HERXHEIM

herxheim

 

Im 6. Jhrdt. wird Herxheim von fränkischen Siedlern gegründet. Die erste namentliche Erwähnung Herxheims stammt aus dem Jahr 773 in einer Schenkungsurkunde des Klosters Weißenburg, das die weltliche Herrschaft über Herxheim innehatte. Mit rund 200 Hektar besitzen Herxheim und Hayna die größte Anbaufläche für Tabak in Deutschland. Der hier angebaute Tabak genießt einen guten Ruf. Würzig in der Mischung wird er vorwiegend in Zigarren und Zigarillos verwendet. Auch Kultur wird bei uns groß geschrieben. Die Kunstschule Villa Wieser und das ansässige
Chawwerusch-Theater sind nur ein Teil einer Kunstszene, die fest etabliert ist. Das Großdorf Herxheim ist im Motor- und Pferdesport eine Internationale Größe. Weltmeisterschaftsläufe der Sandbahnspezialisten sowie hochdotierte Pferderennen aller Art werden hier volksfestgerecht gefeiert.

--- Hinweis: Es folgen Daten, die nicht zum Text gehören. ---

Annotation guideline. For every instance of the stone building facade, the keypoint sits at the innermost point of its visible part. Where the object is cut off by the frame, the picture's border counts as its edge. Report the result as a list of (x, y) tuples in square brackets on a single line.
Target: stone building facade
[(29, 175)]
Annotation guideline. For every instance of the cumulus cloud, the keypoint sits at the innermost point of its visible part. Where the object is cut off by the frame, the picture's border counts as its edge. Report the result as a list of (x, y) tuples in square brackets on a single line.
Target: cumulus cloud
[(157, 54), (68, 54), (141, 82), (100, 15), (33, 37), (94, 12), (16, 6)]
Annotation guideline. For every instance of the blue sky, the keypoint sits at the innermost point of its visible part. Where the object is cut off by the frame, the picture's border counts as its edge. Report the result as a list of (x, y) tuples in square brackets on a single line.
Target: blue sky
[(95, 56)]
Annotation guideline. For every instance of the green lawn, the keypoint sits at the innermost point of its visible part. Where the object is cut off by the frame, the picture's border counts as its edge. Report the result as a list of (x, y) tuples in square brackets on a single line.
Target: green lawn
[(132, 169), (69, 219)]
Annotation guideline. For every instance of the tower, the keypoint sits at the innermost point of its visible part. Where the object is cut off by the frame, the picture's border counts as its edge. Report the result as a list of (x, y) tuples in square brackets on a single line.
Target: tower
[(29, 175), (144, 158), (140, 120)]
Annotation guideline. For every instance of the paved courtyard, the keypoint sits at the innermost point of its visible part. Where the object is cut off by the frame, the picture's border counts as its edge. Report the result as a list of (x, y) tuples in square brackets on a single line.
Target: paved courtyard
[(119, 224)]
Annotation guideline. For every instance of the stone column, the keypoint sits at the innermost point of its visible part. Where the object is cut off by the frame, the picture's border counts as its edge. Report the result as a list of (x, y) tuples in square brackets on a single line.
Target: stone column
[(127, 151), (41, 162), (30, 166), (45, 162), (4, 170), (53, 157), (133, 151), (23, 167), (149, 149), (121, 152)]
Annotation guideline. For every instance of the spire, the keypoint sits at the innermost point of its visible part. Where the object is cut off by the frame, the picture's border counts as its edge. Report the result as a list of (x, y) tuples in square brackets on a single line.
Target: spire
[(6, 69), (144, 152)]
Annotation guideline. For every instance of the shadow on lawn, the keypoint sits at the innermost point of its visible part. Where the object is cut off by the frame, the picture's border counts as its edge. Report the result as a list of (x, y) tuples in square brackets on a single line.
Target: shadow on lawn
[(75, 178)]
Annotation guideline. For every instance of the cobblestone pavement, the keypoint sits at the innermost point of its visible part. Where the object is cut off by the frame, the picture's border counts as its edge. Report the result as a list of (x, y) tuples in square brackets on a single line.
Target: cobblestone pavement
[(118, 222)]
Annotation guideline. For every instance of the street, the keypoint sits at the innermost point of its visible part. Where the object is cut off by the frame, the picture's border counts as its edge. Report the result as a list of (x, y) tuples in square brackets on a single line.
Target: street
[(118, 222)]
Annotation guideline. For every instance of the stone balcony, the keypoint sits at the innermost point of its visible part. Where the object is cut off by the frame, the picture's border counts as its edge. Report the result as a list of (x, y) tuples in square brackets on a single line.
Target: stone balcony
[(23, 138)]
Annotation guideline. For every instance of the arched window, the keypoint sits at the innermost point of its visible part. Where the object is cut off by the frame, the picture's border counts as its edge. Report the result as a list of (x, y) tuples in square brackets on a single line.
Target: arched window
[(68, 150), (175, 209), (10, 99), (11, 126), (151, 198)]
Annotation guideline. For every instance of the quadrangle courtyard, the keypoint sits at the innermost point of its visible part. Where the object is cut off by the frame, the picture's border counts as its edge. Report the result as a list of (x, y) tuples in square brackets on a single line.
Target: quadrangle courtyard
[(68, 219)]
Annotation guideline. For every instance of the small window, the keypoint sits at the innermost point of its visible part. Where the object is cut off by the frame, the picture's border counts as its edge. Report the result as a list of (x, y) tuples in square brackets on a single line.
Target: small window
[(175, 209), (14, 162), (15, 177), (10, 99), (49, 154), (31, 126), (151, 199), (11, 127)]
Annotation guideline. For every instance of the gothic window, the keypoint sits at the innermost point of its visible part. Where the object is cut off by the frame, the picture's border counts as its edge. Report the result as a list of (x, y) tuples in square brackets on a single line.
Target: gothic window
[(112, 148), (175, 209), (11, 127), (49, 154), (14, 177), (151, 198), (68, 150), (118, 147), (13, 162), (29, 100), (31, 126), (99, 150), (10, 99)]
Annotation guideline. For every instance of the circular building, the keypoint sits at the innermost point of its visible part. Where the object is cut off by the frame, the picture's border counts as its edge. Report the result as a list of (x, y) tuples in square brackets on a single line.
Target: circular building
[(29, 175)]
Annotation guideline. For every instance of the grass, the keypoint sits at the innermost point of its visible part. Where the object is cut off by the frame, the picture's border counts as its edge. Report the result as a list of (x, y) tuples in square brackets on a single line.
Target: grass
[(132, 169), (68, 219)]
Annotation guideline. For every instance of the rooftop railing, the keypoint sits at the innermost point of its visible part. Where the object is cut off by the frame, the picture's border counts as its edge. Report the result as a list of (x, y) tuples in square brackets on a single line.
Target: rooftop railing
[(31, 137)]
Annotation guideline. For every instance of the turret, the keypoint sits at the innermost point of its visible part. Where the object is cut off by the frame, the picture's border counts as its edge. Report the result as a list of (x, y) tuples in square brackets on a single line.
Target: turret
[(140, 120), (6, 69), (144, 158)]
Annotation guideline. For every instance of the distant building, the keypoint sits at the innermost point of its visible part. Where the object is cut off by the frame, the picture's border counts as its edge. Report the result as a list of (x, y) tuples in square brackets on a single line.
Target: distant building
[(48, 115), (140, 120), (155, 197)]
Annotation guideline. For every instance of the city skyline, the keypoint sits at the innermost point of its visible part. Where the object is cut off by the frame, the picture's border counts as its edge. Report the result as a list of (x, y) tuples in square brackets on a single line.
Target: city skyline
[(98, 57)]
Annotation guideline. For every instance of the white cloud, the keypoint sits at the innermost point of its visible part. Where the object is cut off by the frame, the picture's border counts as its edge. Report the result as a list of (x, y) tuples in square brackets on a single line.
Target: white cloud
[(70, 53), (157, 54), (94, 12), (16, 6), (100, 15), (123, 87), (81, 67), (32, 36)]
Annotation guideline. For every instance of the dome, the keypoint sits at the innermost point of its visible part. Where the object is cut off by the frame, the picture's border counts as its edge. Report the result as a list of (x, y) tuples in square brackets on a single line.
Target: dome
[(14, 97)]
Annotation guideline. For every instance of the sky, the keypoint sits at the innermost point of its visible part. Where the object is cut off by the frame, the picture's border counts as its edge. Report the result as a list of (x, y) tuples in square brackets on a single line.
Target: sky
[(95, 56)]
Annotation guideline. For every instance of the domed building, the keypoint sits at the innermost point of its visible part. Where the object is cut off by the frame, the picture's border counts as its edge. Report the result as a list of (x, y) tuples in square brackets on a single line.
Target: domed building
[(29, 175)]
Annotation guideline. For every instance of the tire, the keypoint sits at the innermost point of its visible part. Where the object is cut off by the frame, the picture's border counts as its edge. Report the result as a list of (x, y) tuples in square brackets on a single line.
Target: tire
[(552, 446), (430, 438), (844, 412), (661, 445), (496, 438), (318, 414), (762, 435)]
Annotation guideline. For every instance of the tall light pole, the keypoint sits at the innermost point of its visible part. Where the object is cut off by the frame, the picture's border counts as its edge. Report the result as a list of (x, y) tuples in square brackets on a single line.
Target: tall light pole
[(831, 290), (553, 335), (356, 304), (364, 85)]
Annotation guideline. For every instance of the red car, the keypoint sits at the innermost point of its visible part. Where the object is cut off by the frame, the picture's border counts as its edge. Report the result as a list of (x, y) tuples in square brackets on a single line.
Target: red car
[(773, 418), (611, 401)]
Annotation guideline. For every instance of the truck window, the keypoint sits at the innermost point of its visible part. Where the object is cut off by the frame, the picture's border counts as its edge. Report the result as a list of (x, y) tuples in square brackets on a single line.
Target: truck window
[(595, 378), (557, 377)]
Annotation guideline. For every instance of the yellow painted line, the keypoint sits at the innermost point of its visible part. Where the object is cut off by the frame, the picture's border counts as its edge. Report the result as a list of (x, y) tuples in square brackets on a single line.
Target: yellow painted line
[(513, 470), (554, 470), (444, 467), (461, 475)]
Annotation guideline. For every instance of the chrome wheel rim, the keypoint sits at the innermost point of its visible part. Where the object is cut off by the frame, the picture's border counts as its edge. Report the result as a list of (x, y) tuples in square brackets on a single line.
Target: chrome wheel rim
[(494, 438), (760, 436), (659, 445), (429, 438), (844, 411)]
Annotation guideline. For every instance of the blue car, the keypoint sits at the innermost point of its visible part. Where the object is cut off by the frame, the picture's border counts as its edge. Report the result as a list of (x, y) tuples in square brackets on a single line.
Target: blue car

Katholische Pfarrkirche St. Maria Himmelfahrt. Wohl seit Beginn und Entstehen der christlichen Besiedelung der Mark Herxheim war der Hügel, auf dem das heutige Gotteshaus steht, Standort der Kirche: Der Kirchberg in hervorgehobener Lage im Höhenzug über dem Klingbachtal war von Anbeginn Mittelpunkt der dörflichen Ansiedelung. Seit Jahrhunderten ist die Kirche auf dem Kirchberg Glaubenszentrum und -zeugnis der Ortsbewohner durch viele Generationen hindurch. In eindrucksvoller, majestätischer Weise verkörpert sie auf Herxheims „heiligen Berg“ die lange christliche Tradition des Dorfes und seiner Bevölkerung.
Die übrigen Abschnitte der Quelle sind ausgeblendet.